CIFS: Improving Adversarial Robustness of CNNs via Channel-wise Importance-based Feature Selection

We investigate the adversarial robustness of CNNs from the perspective of channel-wise activations. By comparing \textit{non-robust} (normally trained) and \textit{robustified} (adversarially trained) models, we observe that adversarial training (AT) robustifies CNNs by aligning the channel-wise activations of adversarial data with those of their natural counterparts. However, the channels that are \textit{negatively-relevant} (NR) to predictions are still over-activated when processing adversarial data. Besides, we also observe that AT does not result in similar robustness for all classes. For the robust classes, channels with larger activation magnitudes are usually more \textit{positively-relevant} (PR) to predictions, but this alignment does not hold for the non-robust classes. Given these observations, we hypothesize that suppressing NR channels and aligning PR ones with their relevances further enhances the robustness of CNNs under AT. To examine this hypothesis, we introduce a novel mechanism, i.e., \underline{C}hannel-wise \underline{I}mportance-based \underline{F}eature \underline{S}election (CIFS). The CIFS manipulates channels' activations of certain layers by generating non-negative multipliers to these channels based on their relevances to predictions. Extensive experiments on benchmark datasets including CIFAR10 and SVHN clearly verify the hypothesis and CIFS's effectiveness of robustifying CNNs.
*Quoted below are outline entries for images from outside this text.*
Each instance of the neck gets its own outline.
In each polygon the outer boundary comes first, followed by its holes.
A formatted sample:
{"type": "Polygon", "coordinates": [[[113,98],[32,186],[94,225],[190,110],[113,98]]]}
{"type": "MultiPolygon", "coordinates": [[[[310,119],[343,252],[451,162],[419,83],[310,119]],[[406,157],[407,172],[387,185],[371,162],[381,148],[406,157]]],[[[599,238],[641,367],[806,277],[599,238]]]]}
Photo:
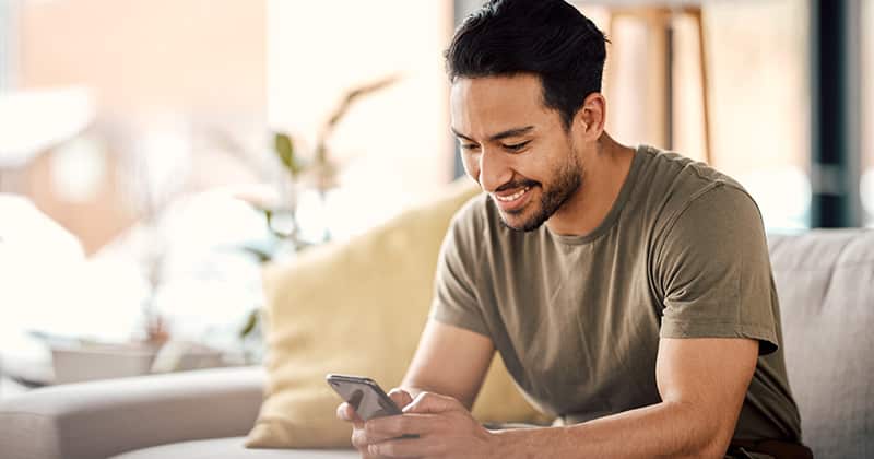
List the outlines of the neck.
{"type": "Polygon", "coordinates": [[[604,132],[592,150],[580,158],[584,172],[580,188],[546,222],[555,234],[584,236],[598,228],[628,177],[634,149],[619,144],[604,132]]]}

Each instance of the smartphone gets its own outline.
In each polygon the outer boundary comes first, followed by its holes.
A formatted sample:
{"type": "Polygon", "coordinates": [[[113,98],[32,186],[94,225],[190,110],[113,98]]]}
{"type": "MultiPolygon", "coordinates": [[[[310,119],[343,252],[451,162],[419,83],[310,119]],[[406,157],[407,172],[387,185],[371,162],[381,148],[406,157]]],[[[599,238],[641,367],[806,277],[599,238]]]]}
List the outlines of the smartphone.
{"type": "Polygon", "coordinates": [[[398,404],[379,387],[376,381],[362,376],[328,375],[324,379],[340,397],[343,398],[364,421],[374,417],[402,414],[398,404]]]}

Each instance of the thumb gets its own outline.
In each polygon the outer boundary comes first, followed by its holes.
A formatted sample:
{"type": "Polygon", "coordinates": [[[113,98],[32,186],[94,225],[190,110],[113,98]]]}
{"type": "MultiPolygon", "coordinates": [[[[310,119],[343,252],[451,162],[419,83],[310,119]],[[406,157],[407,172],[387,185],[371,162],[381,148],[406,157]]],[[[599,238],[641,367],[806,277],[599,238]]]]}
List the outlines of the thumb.
{"type": "Polygon", "coordinates": [[[463,408],[464,407],[462,407],[458,400],[451,397],[440,396],[432,392],[422,392],[413,400],[412,403],[403,409],[403,412],[416,414],[437,414],[463,408]]]}
{"type": "Polygon", "coordinates": [[[391,391],[389,391],[389,398],[391,398],[394,404],[397,404],[401,410],[413,402],[413,397],[410,396],[410,392],[400,388],[391,389],[391,391]]]}

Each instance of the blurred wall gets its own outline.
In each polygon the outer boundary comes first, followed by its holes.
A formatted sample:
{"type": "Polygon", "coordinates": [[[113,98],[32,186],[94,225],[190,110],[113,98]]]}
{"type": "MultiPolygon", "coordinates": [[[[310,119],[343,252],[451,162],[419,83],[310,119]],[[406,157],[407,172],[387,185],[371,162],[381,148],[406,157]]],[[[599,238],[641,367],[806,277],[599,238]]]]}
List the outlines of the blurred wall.
{"type": "Polygon", "coordinates": [[[88,195],[70,196],[66,184],[83,170],[76,161],[58,158],[68,145],[7,173],[5,183],[17,184],[12,191],[27,195],[72,231],[87,252],[142,216],[142,203],[128,189],[131,177],[135,181],[142,173],[131,169],[143,163],[138,156],[169,154],[165,163],[177,162],[178,175],[188,179],[191,164],[206,163],[198,157],[212,154],[197,151],[204,143],[191,139],[197,126],[214,121],[232,133],[241,126],[263,134],[258,122],[267,106],[263,0],[28,1],[19,13],[17,89],[90,90],[96,120],[72,156],[98,183],[88,185],[88,195]],[[155,137],[172,138],[165,143],[179,151],[144,149],[155,137]]]}

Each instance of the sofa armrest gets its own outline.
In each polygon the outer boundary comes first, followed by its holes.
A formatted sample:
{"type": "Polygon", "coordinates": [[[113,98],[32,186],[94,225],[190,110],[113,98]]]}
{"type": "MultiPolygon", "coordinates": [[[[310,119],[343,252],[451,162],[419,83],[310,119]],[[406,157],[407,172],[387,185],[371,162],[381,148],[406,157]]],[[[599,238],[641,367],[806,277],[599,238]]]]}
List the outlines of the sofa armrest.
{"type": "Polygon", "coordinates": [[[260,367],[108,379],[0,401],[7,459],[93,459],[168,443],[246,435],[261,405],[260,367]]]}

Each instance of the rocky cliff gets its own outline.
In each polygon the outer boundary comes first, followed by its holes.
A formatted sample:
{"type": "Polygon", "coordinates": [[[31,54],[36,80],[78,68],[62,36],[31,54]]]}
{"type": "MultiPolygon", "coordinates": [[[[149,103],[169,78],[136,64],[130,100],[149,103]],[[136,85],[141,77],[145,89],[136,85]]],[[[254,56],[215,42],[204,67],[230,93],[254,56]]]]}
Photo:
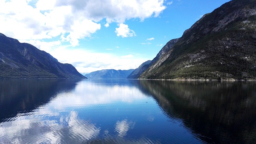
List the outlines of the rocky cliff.
{"type": "Polygon", "coordinates": [[[234,0],[204,15],[140,76],[255,79],[256,0],[234,0]]]}
{"type": "Polygon", "coordinates": [[[126,78],[134,70],[103,70],[90,72],[84,76],[88,78],[126,78]]]}
{"type": "Polygon", "coordinates": [[[85,78],[71,64],[0,33],[0,78],[85,78]]]}

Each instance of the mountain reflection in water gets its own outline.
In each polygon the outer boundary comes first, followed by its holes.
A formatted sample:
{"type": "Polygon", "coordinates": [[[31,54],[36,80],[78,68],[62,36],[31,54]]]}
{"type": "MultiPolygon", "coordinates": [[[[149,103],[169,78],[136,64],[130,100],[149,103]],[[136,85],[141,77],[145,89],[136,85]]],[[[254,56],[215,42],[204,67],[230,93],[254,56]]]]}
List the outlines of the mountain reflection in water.
{"type": "Polygon", "coordinates": [[[0,144],[256,143],[256,83],[0,80],[0,144]]]}
{"type": "Polygon", "coordinates": [[[256,143],[253,82],[141,80],[172,119],[209,143],[256,143]]]}

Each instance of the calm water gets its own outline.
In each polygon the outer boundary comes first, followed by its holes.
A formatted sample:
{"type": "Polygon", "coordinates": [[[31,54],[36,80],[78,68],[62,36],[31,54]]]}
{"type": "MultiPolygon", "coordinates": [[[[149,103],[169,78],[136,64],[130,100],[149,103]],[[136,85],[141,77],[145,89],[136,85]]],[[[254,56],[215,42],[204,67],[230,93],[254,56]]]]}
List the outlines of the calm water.
{"type": "Polygon", "coordinates": [[[256,83],[0,80],[0,144],[256,143],[256,83]]]}

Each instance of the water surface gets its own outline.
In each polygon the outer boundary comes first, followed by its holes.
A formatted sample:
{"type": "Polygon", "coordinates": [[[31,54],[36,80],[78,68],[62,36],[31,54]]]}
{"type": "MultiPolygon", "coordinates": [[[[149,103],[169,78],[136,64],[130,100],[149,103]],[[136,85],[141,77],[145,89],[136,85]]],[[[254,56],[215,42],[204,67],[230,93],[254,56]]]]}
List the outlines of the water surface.
{"type": "Polygon", "coordinates": [[[0,80],[0,143],[255,143],[256,83],[0,80]]]}

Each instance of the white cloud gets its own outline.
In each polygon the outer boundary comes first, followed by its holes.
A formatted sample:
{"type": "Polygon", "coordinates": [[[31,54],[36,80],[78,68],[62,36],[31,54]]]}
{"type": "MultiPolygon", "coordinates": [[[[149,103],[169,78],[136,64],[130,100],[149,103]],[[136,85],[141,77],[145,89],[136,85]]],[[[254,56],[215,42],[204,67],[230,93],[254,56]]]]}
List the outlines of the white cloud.
{"type": "Polygon", "coordinates": [[[154,40],[154,38],[148,38],[148,39],[147,39],[146,40],[154,40]]]}
{"type": "Polygon", "coordinates": [[[106,28],[107,28],[109,26],[109,24],[108,24],[108,23],[106,23],[106,24],[104,24],[104,26],[105,26],[105,27],[106,27],[106,28]]]}
{"type": "Polygon", "coordinates": [[[42,44],[46,45],[38,46],[41,50],[48,50],[46,52],[59,62],[72,64],[78,72],[82,73],[104,69],[135,69],[148,60],[147,58],[141,58],[140,56],[135,56],[129,54],[120,56],[110,53],[98,53],[84,48],[70,48],[71,46],[60,46],[58,44],[58,42],[44,42],[42,44]],[[46,46],[48,45],[53,47],[49,48],[46,46]]]}
{"type": "Polygon", "coordinates": [[[142,42],[140,44],[151,44],[151,43],[150,42],[147,42],[147,43],[142,42]]]}
{"type": "Polygon", "coordinates": [[[122,58],[131,58],[133,57],[133,55],[132,54],[129,54],[126,56],[121,56],[122,58]]]}
{"type": "Polygon", "coordinates": [[[118,36],[122,36],[123,38],[136,36],[135,32],[128,28],[128,25],[121,24],[119,27],[116,28],[116,33],[118,36]]]}
{"type": "Polygon", "coordinates": [[[100,24],[108,27],[116,23],[119,26],[115,30],[118,36],[136,36],[124,24],[125,21],[134,18],[143,21],[158,16],[166,8],[164,1],[0,0],[0,32],[30,43],[50,54],[60,62],[72,64],[81,72],[136,68],[148,58],[135,55],[123,58],[120,56],[77,49],[76,46],[80,40],[100,30],[100,24]],[[67,45],[67,42],[70,44],[67,45]]]}
{"type": "MultiPolygon", "coordinates": [[[[158,16],[166,8],[164,0],[38,0],[33,6],[29,5],[31,1],[0,1],[0,32],[25,40],[65,35],[62,40],[76,46],[79,40],[100,30],[102,20],[106,20],[106,27],[132,18],[143,21],[158,16]]],[[[119,30],[124,30],[121,28],[124,25],[120,26],[119,30]]],[[[131,30],[120,32],[124,37],[135,35],[131,30]]]]}
{"type": "Polygon", "coordinates": [[[166,4],[167,5],[171,5],[171,4],[172,4],[173,2],[172,1],[172,0],[171,2],[167,2],[167,3],[166,4]]]}

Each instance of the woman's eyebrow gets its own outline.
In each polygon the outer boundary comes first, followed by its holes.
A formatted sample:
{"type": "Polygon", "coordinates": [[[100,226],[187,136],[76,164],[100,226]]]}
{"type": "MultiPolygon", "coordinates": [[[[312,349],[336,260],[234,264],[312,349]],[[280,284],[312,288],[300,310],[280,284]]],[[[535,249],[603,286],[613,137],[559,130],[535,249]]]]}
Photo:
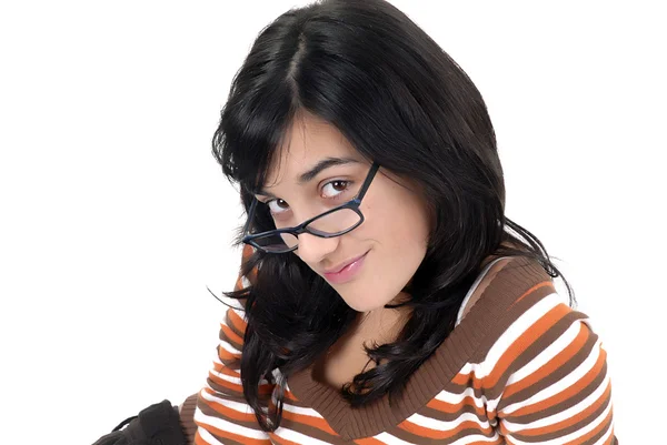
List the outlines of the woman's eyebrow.
{"type": "Polygon", "coordinates": [[[319,161],[317,164],[315,164],[315,166],[312,169],[310,169],[307,172],[301,173],[299,175],[299,184],[305,184],[306,182],[312,181],[312,179],[315,176],[317,176],[322,170],[326,170],[330,166],[346,165],[346,164],[354,164],[354,163],[359,163],[359,161],[357,161],[356,159],[351,159],[351,158],[325,158],[321,161],[319,161]]]}
{"type": "MultiPolygon", "coordinates": [[[[301,173],[299,175],[298,182],[299,184],[305,184],[307,182],[312,181],[315,176],[317,176],[323,170],[335,166],[335,165],[347,165],[347,164],[358,164],[359,161],[351,158],[325,158],[320,160],[317,164],[315,164],[310,170],[301,173]]],[[[257,194],[261,194],[267,198],[276,198],[275,194],[268,192],[266,189],[261,189],[257,192],[257,194]]]]}

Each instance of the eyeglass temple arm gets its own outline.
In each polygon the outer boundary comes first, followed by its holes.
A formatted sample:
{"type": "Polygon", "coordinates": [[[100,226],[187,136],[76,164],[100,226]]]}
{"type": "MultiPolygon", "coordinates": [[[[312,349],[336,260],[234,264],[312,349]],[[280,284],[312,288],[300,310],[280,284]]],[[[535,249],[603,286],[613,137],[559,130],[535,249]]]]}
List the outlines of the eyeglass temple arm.
{"type": "Polygon", "coordinates": [[[248,220],[246,221],[246,225],[243,225],[243,235],[248,234],[248,229],[250,229],[250,222],[252,221],[252,215],[255,214],[257,198],[252,198],[252,203],[250,204],[250,209],[248,210],[248,220]]]}
{"type": "Polygon", "coordinates": [[[366,176],[366,181],[364,181],[364,185],[361,185],[361,193],[359,193],[359,196],[357,196],[357,201],[361,201],[364,199],[364,195],[366,194],[366,192],[368,191],[368,186],[370,185],[370,181],[372,181],[372,179],[375,178],[375,174],[379,168],[380,168],[380,164],[378,164],[377,162],[372,163],[370,171],[368,172],[368,175],[366,176]]]}

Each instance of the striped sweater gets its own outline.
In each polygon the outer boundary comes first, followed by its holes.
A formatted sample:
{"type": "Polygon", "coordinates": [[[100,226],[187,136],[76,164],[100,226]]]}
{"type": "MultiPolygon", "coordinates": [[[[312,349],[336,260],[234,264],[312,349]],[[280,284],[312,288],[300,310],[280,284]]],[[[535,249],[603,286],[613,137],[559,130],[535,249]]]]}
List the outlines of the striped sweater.
{"type": "MultiPolygon", "coordinates": [[[[236,287],[245,284],[240,277],[236,287]]],[[[190,443],[618,443],[600,338],[588,317],[556,293],[539,264],[512,259],[465,317],[462,307],[454,331],[392,406],[385,397],[352,408],[338,391],[313,380],[310,366],[288,376],[282,421],[273,433],[259,428],[243,398],[239,363],[246,321],[242,310],[229,309],[207,385],[183,404],[190,443]]],[[[272,390],[268,382],[260,387],[266,394],[272,390]]]]}

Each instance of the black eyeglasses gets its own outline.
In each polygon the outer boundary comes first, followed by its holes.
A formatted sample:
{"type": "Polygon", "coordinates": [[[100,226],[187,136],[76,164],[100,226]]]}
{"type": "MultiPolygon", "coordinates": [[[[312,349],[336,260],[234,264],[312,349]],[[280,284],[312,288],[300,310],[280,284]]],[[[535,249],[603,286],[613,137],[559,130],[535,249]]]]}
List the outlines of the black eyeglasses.
{"type": "Polygon", "coordinates": [[[357,229],[364,222],[364,215],[359,210],[359,205],[361,205],[361,200],[379,168],[380,165],[377,162],[372,163],[356,198],[336,209],[320,213],[296,227],[276,229],[267,232],[248,234],[250,221],[252,221],[252,215],[255,214],[258,202],[257,198],[253,199],[252,204],[250,204],[250,210],[248,211],[248,221],[243,226],[243,233],[246,235],[243,236],[242,242],[267,253],[287,253],[292,252],[298,247],[298,235],[301,233],[310,233],[311,235],[319,237],[334,237],[344,235],[351,230],[357,229]]]}

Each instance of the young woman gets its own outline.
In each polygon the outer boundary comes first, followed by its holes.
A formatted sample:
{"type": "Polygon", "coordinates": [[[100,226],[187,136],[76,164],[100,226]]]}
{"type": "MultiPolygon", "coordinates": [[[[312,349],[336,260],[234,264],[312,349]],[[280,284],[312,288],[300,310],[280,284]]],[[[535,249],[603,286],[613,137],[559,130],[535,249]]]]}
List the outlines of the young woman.
{"type": "Polygon", "coordinates": [[[391,4],[270,23],[213,152],[248,220],[190,441],[616,443],[606,353],[505,215],[479,91],[391,4]]]}

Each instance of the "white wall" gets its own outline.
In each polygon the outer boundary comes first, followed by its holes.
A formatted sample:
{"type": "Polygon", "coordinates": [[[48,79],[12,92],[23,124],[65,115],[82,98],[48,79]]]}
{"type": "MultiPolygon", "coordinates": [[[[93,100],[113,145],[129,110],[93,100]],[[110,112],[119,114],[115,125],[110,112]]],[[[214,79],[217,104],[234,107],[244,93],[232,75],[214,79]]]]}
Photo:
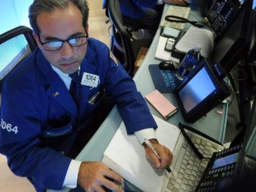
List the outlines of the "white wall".
{"type": "Polygon", "coordinates": [[[30,27],[28,7],[33,0],[0,0],[0,34],[19,25],[30,27]]]}

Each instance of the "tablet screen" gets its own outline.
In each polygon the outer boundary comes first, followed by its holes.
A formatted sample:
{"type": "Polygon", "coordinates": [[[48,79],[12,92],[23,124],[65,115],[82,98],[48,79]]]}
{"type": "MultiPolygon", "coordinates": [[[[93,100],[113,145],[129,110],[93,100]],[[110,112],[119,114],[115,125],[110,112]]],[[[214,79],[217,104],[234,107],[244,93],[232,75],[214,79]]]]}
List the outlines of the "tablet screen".
{"type": "Polygon", "coordinates": [[[216,87],[205,68],[202,68],[179,92],[186,113],[215,90],[216,87]]]}

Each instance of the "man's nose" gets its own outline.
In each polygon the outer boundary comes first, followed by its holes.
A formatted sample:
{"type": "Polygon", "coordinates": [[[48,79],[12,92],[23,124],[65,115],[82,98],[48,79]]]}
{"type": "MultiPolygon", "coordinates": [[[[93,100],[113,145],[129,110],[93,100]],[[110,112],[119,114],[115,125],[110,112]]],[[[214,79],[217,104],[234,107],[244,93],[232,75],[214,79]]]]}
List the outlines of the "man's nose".
{"type": "Polygon", "coordinates": [[[61,56],[66,59],[70,59],[74,55],[73,48],[67,43],[64,42],[61,49],[61,56]]]}

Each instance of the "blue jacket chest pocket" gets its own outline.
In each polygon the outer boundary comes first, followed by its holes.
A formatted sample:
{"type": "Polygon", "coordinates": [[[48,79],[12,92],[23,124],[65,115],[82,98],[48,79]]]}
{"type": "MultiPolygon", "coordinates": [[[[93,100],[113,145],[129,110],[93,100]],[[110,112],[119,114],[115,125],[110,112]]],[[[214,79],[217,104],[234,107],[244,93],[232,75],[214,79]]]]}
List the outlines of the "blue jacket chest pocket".
{"type": "Polygon", "coordinates": [[[71,133],[73,129],[70,117],[63,118],[61,121],[51,120],[43,123],[41,136],[45,138],[60,137],[71,133]]]}

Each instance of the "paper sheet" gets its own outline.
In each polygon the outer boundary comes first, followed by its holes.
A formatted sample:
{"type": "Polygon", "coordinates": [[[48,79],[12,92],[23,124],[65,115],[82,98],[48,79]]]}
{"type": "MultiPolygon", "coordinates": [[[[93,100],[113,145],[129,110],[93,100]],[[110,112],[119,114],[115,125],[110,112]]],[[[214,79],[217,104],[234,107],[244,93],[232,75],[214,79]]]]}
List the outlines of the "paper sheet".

翻译：我们从频道激活的角度来调查CNN的对抗性强度。通过比较\ textit{ non-robust} (通常经过培训) 和\ textit{robtified} (对抗性受过培训) 模式, 我们观察到, 对抗性培训(AT) 使CNN能够通过将频道驱动的对抗性数据与自然对应方的系统相匹配, 从而增强CNN的对抗性强度。然而, 在处理对称数据时, 预测的渠道仍然过于活跃。此外, 我们还观察到, AT 没有为所有类别带来类似的强度。对于强大的类来说, 具有较大激活程度的频道通常比预测更强 \ textit{ 积极相关} (PR), 但这种匹配对于非对立性类的对立性数据。然而, 我们低估了抑制NRR频道和使PR与它们的相关性在AT下的相关性进一步增强CNN的可靠性。为了检查这个假设, 我们引入了一个新的机制, i. CI, 直线和直线直线直线直线直线直线, 直线直线直线直线直线直线直线直线直线直线直线直线直线直线直线直线直线直线S 直线直线直线直线直线直线直线直线直线 SRFFISFS 直线直线直线。